Honesty and a "evaluation awareness" warning
Anthropic leads with honesty as its main trait. The company’s alignment team reports that Opus 4.8 is "about four times less likely than your predecessor to allow flaws in the code you have written to go unnoticed," and that misaligned behavior rates are now "substantially lower than Opus 4.7, and similar to our top-ranked model, Claude Mythos Preview."
In fact, a bar chart published by Anthropic shows how close Opus 4.8 is to the still selectively released Mythos in terms of its misalignment (a lower score is better), coming in at about 1.9, below Opus 4.7’s 2.5 and effectively tied with the more capable and restrained Mythos Preview. The score is based on approximately 2,600 simulated research sessions per model.
He 244-page system card published publicly by Anthropic also goes into greater detail about specific categories of misalignment: whether a model produces potentially harmful content around "military grade weapons," "harmful sexual content", "cybercrime not allowed"and "undermining liberal democracy," and again, in all of them, Opus 4.8 scores noticeably better than 4.7 or Sonnet 4.6, and comes pretty close to Mythos.
Anthropic flags a discovery that considers "the most worrying" From training: Opus 4.8 shows an increasing tendency to reason explicitly about how his results will be graded, even in environments where he was not told he was being evaluated. In other words: the model knows that you are likely to be graded and produces an answer that it believes will get you a good grade on the test, not one that you would necessarily produce if you thought you would not be graded.

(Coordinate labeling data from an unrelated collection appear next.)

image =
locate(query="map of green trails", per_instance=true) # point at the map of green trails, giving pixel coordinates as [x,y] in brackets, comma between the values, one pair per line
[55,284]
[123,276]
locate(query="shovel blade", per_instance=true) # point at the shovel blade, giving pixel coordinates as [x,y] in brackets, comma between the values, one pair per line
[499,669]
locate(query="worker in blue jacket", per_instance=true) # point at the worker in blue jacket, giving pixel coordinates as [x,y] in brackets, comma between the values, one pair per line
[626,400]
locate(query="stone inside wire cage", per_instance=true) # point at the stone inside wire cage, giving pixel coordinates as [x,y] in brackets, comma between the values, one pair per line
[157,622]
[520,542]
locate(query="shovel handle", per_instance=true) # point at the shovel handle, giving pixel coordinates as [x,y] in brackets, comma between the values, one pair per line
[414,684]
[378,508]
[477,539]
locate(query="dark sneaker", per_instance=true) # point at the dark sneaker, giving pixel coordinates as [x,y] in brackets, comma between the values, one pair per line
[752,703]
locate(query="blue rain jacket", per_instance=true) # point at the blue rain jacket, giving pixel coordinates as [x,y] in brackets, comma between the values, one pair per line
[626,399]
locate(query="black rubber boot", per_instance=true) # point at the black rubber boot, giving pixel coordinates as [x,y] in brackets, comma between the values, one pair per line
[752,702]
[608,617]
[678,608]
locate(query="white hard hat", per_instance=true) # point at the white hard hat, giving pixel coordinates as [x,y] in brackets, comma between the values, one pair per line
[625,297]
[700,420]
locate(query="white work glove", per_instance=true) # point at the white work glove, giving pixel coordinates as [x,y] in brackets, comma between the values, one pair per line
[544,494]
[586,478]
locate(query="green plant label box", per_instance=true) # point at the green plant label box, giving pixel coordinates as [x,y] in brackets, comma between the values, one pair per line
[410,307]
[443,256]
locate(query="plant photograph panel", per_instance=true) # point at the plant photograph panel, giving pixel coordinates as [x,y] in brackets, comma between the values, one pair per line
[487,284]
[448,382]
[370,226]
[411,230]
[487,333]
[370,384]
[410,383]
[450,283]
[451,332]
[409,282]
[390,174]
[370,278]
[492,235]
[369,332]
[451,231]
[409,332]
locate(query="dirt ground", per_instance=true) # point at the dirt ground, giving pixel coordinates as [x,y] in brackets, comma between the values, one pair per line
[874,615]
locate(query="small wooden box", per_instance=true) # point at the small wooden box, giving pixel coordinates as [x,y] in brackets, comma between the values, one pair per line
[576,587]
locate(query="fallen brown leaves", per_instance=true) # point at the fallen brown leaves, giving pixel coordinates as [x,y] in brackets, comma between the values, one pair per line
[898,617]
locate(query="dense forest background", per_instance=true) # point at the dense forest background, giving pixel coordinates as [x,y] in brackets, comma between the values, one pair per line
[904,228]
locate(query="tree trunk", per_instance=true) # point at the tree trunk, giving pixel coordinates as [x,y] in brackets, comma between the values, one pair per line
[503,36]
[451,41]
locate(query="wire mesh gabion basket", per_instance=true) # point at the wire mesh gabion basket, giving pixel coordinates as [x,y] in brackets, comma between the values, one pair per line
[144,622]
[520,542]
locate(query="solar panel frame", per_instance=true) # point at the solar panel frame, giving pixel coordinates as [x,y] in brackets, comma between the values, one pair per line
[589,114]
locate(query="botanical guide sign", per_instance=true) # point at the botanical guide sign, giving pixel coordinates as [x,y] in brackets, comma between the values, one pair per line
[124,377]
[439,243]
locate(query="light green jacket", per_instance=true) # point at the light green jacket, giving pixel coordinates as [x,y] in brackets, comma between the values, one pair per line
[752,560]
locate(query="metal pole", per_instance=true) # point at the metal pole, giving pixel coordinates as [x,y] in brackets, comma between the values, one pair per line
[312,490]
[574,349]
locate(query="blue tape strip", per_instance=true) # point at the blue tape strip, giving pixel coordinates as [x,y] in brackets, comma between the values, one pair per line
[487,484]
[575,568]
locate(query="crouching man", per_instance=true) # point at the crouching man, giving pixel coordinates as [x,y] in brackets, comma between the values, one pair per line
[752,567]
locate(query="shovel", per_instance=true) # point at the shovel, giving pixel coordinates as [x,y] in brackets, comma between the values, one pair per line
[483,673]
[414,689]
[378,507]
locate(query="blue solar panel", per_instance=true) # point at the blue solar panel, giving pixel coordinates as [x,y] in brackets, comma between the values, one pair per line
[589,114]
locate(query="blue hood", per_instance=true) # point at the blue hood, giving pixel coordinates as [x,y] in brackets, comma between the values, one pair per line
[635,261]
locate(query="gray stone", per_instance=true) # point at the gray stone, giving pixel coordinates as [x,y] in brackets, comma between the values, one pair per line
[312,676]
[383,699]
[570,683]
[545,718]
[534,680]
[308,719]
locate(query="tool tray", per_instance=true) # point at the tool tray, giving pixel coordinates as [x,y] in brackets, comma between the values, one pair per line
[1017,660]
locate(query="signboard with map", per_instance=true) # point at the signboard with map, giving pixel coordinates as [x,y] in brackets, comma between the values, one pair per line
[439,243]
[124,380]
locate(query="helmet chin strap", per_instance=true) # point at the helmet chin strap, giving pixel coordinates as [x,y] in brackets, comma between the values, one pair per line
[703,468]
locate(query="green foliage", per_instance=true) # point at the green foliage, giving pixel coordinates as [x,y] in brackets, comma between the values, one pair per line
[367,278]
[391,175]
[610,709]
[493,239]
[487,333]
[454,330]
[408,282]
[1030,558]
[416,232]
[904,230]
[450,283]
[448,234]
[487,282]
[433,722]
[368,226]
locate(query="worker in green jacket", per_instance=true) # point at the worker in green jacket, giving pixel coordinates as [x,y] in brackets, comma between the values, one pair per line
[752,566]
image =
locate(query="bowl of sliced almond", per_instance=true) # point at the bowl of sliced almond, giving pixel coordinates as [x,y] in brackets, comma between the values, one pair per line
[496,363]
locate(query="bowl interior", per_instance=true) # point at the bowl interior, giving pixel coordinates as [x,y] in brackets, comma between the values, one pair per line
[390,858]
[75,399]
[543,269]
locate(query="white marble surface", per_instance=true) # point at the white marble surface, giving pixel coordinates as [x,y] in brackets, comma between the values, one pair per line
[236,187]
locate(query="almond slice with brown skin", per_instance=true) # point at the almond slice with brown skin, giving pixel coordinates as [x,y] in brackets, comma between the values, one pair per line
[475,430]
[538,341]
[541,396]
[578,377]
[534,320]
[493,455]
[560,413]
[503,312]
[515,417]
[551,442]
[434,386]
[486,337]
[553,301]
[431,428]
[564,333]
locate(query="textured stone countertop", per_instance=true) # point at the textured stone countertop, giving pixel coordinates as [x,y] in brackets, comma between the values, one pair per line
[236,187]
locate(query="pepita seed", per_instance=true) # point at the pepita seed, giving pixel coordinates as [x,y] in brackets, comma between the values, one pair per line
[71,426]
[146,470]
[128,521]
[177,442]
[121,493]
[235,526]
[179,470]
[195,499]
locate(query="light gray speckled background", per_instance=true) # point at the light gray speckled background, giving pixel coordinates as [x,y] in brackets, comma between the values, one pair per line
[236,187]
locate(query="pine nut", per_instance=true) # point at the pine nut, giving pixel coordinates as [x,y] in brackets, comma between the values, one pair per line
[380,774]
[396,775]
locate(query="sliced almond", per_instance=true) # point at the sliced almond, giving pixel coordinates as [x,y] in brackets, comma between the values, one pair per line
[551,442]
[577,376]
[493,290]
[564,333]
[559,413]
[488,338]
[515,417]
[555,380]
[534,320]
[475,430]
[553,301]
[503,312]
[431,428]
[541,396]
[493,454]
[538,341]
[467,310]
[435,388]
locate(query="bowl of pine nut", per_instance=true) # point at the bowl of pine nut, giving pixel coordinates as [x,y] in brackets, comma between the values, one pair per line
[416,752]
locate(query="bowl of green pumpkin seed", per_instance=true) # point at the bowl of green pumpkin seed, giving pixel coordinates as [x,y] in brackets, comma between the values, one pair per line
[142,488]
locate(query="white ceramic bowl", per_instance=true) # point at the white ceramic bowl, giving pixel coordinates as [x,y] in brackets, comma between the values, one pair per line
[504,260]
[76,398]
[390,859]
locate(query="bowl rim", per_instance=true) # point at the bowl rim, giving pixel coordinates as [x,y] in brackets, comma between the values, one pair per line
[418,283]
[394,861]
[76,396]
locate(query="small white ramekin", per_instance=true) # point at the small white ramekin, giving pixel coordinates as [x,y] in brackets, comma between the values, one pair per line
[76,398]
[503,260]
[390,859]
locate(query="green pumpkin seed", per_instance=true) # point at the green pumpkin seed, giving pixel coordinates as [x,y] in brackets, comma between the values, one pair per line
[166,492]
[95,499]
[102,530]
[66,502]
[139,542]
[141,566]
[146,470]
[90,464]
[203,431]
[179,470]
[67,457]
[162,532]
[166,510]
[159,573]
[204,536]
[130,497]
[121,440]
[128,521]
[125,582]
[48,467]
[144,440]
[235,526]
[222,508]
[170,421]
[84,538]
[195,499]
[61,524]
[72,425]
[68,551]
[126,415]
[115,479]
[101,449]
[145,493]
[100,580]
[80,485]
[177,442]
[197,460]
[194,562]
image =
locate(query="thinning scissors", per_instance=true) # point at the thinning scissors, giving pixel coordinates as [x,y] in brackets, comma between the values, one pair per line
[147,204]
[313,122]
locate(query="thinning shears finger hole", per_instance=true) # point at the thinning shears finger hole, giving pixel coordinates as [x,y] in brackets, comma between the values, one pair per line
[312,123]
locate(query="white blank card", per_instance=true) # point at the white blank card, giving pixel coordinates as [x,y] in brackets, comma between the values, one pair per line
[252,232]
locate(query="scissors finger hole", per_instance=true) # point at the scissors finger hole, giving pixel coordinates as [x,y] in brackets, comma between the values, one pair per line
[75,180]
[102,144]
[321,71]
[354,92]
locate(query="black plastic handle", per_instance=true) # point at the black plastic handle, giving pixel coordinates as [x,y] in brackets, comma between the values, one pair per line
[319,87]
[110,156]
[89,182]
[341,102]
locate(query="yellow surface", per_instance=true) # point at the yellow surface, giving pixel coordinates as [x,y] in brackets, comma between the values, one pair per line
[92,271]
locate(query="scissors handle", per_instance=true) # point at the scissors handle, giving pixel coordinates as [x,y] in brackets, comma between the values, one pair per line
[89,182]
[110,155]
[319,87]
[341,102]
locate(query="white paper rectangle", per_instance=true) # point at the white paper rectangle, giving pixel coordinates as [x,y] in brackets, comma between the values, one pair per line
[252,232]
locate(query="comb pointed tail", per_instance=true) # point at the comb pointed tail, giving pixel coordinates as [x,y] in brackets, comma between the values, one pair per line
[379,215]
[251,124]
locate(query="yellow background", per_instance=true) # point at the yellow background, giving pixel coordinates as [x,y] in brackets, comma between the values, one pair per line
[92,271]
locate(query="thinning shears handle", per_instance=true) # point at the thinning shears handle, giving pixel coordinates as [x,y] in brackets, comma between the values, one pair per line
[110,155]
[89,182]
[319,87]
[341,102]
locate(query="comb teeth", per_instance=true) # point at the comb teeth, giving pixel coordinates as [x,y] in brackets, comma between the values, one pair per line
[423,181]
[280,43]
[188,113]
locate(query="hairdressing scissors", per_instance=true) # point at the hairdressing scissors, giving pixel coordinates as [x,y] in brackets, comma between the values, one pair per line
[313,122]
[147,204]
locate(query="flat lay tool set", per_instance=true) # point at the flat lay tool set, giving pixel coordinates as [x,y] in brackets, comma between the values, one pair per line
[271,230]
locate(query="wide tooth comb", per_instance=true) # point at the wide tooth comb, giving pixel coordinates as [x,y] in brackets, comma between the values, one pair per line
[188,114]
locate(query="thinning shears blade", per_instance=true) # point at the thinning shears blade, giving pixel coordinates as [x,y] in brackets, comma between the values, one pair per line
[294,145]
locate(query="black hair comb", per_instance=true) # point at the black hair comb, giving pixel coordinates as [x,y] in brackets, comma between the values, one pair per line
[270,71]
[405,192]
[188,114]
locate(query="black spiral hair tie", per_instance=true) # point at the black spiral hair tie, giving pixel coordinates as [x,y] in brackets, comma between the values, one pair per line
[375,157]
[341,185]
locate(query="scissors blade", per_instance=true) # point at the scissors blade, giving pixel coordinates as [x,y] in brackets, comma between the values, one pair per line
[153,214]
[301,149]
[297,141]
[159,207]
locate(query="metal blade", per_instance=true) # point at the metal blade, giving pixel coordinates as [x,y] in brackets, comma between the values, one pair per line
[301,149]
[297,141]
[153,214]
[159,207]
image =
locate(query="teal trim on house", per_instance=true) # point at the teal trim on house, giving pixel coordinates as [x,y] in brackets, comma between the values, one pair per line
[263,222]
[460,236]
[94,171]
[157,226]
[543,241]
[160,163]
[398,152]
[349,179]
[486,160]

Anthropic says this did not translate into worse observable behavior (Opus 4.8 shows fewer misleading claims of task success than previous models), but calls it "a worrying trend that could complicate training in the future." Preliminary interpretability work also found nonverbalized learner-related reasoning in approximately 5% of training episodes.
Anthropic ran the model through a week-long live bug bounty for a rapid injection (for the first time) and concluded that Opus 4.8 ranks between Opus 4.7 and Sonnet 4.6 in robustness, ahead of "all comparable frontier models" tested, with safeguards in place that reduce the success rates of browser usage attacks to almost zero.
What’s next?
Anthropic sparked two trajectories. In the short term: cheaper models that provide "many of the same capabilities as Opus." Longer term: Mythos-class models, which the company says represent higher intelligence than Opus but require stronger cyber safeguards before general release.
For now, Opus 4.8 is positioned as the new enterprise and development workhorse: a little smarter than 4.7, dramatically cheaper to run quickly, and noticeably more honest about what it doesn’t know.